チーム活動について部長からお墨付きをもらった僕は、箕内さんと一緒に屋良さんの家を出た。

日は暮れていて、街はすっかり夜になっている。

こんな時間じゃ、下手したらバスを30分くらい待つことになりそうだな。

僕はぼんやりを月を見ながら、これからの帰路を考えた。


「まったく、変な日になっちゃったわ」


箕内さんは、肩を落としながら恨めしそうにそう言った。


「僕が…悪いんですか?」


「…いや、屋良が悪い。全部悪い」


呼び方が名字に戻っている。もう無意識に切り替わっていると言ってもよさそうだ。

箕内さんにとって、どちらが自然なのかちょっと気になる。


「あーでも、なんか恥ずかしい。一生の不覚」


さらっとOKした屋良さんに対して、箕内さんは親身になって話を聞いてくれている。

どう考えても箕内さんの方がえらいのに、なぜか箕内さんが失敗したかのような空気。

空気とは本当に厄介だ。


「でも、なんて言っていいか、ともかく今日はありがとうございました。箕内さんに先に相談できたから、屋良さんに誠意を持って話せたんだと思います」


たじたじな言い方になってしまったが、精一杯フォローを入れる。

それに対して箕内さんはじっとりとした視線を向けてくるだけだった。


なんか、気まずいぞ。箕内さんの家は隣だし、僕がここを立ち去れば終わるのではないだろうか。

そう思って、僕は別れの挨拶をしようとした。


「…そうだ」


箕内さんが何かを思いついてつぶやいた。


「現内くん、明日ってチーム活動ある?」


「あるにはあるんですが、まだ格ゲー部に正式にチーム入りの話をしていないので、行かない予定です」


「そうか」


「な、なんですか?」


あ、これは何かやらされるヤツだ。

僕はそう警戒したが、今日の恩を考えると断れる気がしなかった。


「今日は一日つきあったから、明日は私の用事につきあいなさい」


「いいですけど、用事ってなんですか?」


「ん?ずいぶん聞き分けがいいわね。まぁいいか、明日はなんと"ゴウコン"をします!」


さっきの落ち込みようなどこへやら、箕内さんは楽しそうに言った。

人見知りの僕にとって恐ろしい単語が聞こえ一瞬血の気が引いたが、格ゲー部の箕内さんが言ったという点で推理が働いた。

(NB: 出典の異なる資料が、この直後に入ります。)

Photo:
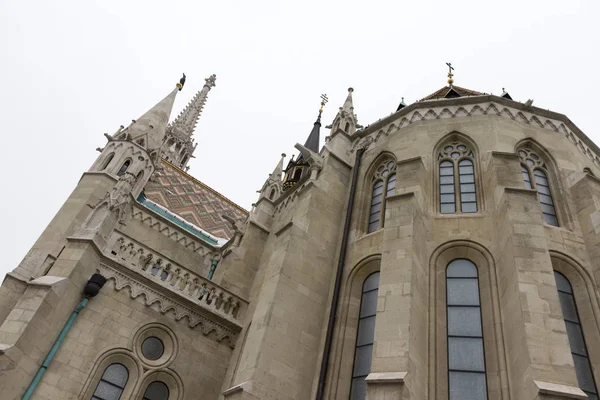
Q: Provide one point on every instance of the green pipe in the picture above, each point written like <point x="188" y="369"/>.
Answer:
<point x="213" y="267"/>
<point x="61" y="337"/>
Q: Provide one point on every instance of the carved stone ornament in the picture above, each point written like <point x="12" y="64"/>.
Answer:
<point x="170" y="307"/>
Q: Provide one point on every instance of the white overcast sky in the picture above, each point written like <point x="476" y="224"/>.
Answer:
<point x="72" y="70"/>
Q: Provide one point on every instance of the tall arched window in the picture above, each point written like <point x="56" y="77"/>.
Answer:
<point x="384" y="182"/>
<point x="157" y="390"/>
<point x="124" y="167"/>
<point x="457" y="179"/>
<point x="112" y="383"/>
<point x="532" y="166"/>
<point x="466" y="361"/>
<point x="581" y="359"/>
<point x="107" y="162"/>
<point x="363" y="352"/>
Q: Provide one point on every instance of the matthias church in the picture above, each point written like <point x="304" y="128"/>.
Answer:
<point x="447" y="251"/>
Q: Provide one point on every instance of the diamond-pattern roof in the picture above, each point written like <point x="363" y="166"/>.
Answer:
<point x="192" y="200"/>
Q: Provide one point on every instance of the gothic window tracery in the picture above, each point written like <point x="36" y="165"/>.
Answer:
<point x="157" y="390"/>
<point x="384" y="183"/>
<point x="535" y="176"/>
<point x="583" y="368"/>
<point x="365" y="337"/>
<point x="112" y="383"/>
<point x="124" y="167"/>
<point x="466" y="360"/>
<point x="457" y="188"/>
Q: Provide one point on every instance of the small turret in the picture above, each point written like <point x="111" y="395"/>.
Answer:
<point x="345" y="121"/>
<point x="295" y="170"/>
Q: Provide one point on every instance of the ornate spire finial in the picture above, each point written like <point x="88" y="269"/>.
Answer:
<point x="324" y="101"/>
<point x="450" y="74"/>
<point x="181" y="82"/>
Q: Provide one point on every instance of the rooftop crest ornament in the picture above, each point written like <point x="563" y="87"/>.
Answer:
<point x="181" y="82"/>
<point x="450" y="74"/>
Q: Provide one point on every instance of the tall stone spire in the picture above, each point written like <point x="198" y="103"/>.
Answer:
<point x="149" y="130"/>
<point x="186" y="121"/>
<point x="345" y="121"/>
<point x="179" y="145"/>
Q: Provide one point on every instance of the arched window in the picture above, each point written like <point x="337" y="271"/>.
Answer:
<point x="457" y="179"/>
<point x="112" y="383"/>
<point x="124" y="167"/>
<point x="157" y="390"/>
<point x="107" y="162"/>
<point x="363" y="352"/>
<point x="466" y="361"/>
<point x="385" y="182"/>
<point x="532" y="166"/>
<point x="581" y="359"/>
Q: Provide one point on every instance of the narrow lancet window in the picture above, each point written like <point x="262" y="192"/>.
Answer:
<point x="457" y="179"/>
<point x="112" y="383"/>
<point x="124" y="167"/>
<point x="581" y="358"/>
<point x="466" y="361"/>
<point x="363" y="352"/>
<point x="107" y="162"/>
<point x="532" y="166"/>
<point x="385" y="183"/>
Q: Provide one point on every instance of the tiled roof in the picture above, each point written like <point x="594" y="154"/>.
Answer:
<point x="441" y="93"/>
<point x="192" y="200"/>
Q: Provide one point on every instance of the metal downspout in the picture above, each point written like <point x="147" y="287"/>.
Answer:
<point x="91" y="289"/>
<point x="338" y="279"/>
<point x="61" y="337"/>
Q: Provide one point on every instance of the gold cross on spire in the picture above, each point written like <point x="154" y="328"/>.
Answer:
<point x="450" y="74"/>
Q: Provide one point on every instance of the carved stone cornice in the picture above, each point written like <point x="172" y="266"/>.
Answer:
<point x="475" y="106"/>
<point x="172" y="305"/>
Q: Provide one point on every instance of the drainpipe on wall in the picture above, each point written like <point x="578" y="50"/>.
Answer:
<point x="338" y="279"/>
<point x="213" y="267"/>
<point x="92" y="288"/>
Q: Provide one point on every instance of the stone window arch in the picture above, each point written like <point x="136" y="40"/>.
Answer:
<point x="157" y="390"/>
<point x="342" y="359"/>
<point x="112" y="383"/>
<point x="109" y="366"/>
<point x="457" y="177"/>
<point x="581" y="313"/>
<point x="483" y="284"/>
<point x="536" y="176"/>
<point x="363" y="350"/>
<point x="162" y="384"/>
<point x="467" y="378"/>
<point x="383" y="185"/>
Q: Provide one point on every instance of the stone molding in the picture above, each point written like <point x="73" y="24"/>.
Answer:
<point x="209" y="321"/>
<point x="560" y="391"/>
<point x="386" y="377"/>
<point x="170" y="231"/>
<point x="484" y="108"/>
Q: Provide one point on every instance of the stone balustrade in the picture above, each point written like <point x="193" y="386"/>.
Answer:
<point x="176" y="278"/>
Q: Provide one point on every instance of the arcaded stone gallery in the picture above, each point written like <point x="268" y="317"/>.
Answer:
<point x="447" y="251"/>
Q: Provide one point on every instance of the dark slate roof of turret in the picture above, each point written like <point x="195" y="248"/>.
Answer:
<point x="449" y="92"/>
<point x="312" y="143"/>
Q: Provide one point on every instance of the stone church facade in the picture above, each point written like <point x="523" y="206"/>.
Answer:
<point x="446" y="251"/>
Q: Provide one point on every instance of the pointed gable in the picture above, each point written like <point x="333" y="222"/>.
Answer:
<point x="450" y="92"/>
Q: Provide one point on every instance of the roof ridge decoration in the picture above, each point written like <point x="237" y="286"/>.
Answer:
<point x="486" y="108"/>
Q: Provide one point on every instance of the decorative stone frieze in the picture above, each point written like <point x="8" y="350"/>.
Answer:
<point x="488" y="108"/>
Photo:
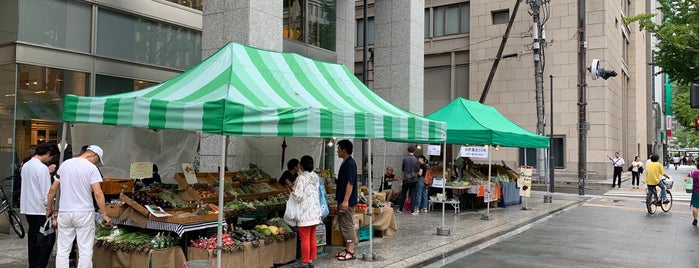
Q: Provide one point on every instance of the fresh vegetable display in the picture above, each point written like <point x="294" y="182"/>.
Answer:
<point x="229" y="244"/>
<point x="119" y="239"/>
<point x="204" y="190"/>
<point x="144" y="198"/>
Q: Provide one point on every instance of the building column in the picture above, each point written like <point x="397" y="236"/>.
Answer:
<point x="398" y="66"/>
<point x="256" y="23"/>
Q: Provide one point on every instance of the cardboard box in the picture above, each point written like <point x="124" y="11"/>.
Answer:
<point x="117" y="186"/>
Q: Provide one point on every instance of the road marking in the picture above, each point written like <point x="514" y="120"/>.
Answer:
<point x="632" y="208"/>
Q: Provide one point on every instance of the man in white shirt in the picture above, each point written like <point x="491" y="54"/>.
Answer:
<point x="618" y="163"/>
<point x="78" y="178"/>
<point x="36" y="182"/>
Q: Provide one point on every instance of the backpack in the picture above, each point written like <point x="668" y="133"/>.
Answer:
<point x="428" y="177"/>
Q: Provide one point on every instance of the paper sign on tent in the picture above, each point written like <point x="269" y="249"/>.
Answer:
<point x="189" y="173"/>
<point x="141" y="170"/>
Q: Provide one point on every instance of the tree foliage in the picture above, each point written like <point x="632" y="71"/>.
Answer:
<point x="678" y="35"/>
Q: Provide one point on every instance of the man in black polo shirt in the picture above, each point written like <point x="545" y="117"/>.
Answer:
<point x="346" y="197"/>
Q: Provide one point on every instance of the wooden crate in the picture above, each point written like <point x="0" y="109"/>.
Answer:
<point x="116" y="186"/>
<point x="114" y="210"/>
<point x="134" y="205"/>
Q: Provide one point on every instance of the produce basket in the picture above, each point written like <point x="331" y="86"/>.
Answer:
<point x="117" y="186"/>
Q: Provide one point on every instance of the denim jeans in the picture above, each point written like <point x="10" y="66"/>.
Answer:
<point x="420" y="195"/>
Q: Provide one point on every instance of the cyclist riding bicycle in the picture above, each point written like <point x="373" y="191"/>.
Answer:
<point x="653" y="172"/>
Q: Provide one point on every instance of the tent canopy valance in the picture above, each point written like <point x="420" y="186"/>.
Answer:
<point x="470" y="122"/>
<point x="245" y="91"/>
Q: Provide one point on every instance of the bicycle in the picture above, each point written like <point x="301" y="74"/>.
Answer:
<point x="12" y="215"/>
<point x="652" y="202"/>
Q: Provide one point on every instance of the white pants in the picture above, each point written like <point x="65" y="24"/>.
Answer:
<point x="70" y="226"/>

「あぁ、豪拳(ごうけん)コンジョウ学園のことですね」


「あは、さすがにすぐわかったか」


豪拳コンジョウ学園とは、高校生の不良同士の喧嘩をテーマにした格闘ゲームのこと。通称ゴウコン。

もう十年以上前のレトロゲームだが、独特な世界観と、小攻撃と回避と投げの単純な三すくみが面白くてコアなファンが多い名作。

そこまでやり込んではいないが、対戦動画に釣られて僕も遊んだことがある。


「なんと明日の放課後、ゴウコンのオフ会をやるので現内くんを連行します」


「オフ会って、そういうのは休みの日にやるものなんじゃないんですか?」


「平日の夕方はギリギリ安く貸し切れるんだよね。古いゲームに限るんだけど」


「なるほど。楽しそうなのでいいんですが、なんで僕を?」


レトロ格ゲーのオフ会なんて逆に断りたくなくなったが、一応そこを確認しておく。


「そりゃ人数多い方がいいじゃん」


箕内さんは素っ気なくそう言ったが、裏がある事を隠す気がなくにやりと笑っていた。


「たしかにそうですけど」


「不満?」


「いえ、行かせてください」


どうせここまで計算済みなんだろうなと僕は思い、頭を下げた。


「よろしい、じゃあまた明日ね」


箕内さんは軽く手を振って、自分の家へと歩き始めた。


「はい、お疲れさまでした」


僕も来た道を歩いて帰る。

屋良さん家での心労があり、家が遠く感じる。


「ふぅ」


ともあれ、問題無くことが進んで安堵した。

次からはちゃんとまわりの事も考えなくてはいけないな。2つも人の集まりに所属することになるんだ、自分の事だけとはいかなくなる。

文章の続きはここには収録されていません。